I used to hate these moms. Their roots never needing to be done, they haven’t gained a pound since college, their perfectly behaved children somehow never get dirty? Then I realized something. Those moms hate me too. But not for the reasons I thought.
I can understand how those women might look at imperfect moms like me and shake their heads at how we don’t seem to have our act together, but the closer I look, the more I’m realizing that those moms don’t hate me because I can’t pull together a clever Thanksgiving turkey craft, or keep piles of magazines and books off of my coffee table. They hate me because they wish they could let go, but they can’t.
I know this because I struggle to let go, too. Just in different areas. I certainly don’t spend too much time being miserable about my out of shape body (anyone who knows me can attest to the fact that working out isn’t exactly taxing my schedule), or that I don’t have really, really white teeth (I’m admittedly exchanging pretty white teeth for red wine and coffee), or that my child doesn’t wear adorable clothes to school (I’m just so happy they’re almost always clean). The areas that I struggle to let go of aren’t immediately detectable, but I have a lot of them: I try to control how people will react or feel, I worry about everything you could imagine – diseases, the government, the environment, war, freedom, whether or not one of the Kardashian’s will ever have a successful marriage. I also have weird quirks that I can’t seem to shake; I have the same routines that I go through virtually every day of my life, and if I don’t do them, I’ll feel “off” all day. Yeah, I’m waving my freak flag right now.
After all of these years that I’ve been allowing myself to feel like “less” because of the gorgeous women who press their sheets and don’t eat gluten, I’ve finally started to realize that I’m just like them, and they’re just like me.

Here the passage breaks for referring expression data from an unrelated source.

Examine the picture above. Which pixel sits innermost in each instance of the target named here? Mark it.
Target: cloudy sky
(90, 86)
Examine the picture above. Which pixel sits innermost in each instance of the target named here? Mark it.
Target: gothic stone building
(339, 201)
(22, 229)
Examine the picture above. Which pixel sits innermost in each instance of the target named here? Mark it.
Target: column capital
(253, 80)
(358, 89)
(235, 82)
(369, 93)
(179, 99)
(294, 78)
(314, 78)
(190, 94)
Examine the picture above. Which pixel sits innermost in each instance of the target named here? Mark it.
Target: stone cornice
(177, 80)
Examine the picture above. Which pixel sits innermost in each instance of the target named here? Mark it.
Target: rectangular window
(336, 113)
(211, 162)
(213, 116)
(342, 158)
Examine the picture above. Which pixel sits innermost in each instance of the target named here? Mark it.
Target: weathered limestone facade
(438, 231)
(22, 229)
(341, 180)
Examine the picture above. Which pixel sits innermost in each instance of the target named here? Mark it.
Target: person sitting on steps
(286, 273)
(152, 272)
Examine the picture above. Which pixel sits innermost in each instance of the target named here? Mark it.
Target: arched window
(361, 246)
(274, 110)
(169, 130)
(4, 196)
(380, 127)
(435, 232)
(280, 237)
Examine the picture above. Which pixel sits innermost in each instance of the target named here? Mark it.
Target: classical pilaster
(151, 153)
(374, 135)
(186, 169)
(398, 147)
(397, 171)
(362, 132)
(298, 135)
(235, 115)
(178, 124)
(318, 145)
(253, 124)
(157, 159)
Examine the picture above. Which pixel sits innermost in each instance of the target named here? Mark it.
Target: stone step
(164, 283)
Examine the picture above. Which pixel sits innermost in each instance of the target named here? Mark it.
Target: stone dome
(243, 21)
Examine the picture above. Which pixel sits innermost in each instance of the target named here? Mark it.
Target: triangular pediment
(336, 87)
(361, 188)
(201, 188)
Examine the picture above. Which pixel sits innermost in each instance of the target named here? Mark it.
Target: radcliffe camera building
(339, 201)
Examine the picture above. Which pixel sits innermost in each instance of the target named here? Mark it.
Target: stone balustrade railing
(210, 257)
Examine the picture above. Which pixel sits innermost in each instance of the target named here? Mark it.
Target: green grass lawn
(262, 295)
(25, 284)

They have knots in their stomach about someone finding out they haven’t washed their windows in months, and though I haven’t washed mine for even longer (nor am I worried about it), I have knots in mine because I’m worried about the skin cancer I might have in 30 years, and whether or not the government is withholding the cure for cancer they’ve probably already discovered (try walking around in this brain sometime!).
And it’s all lovely, and we’re all lovely, and we’re all perfectly not at all perfect.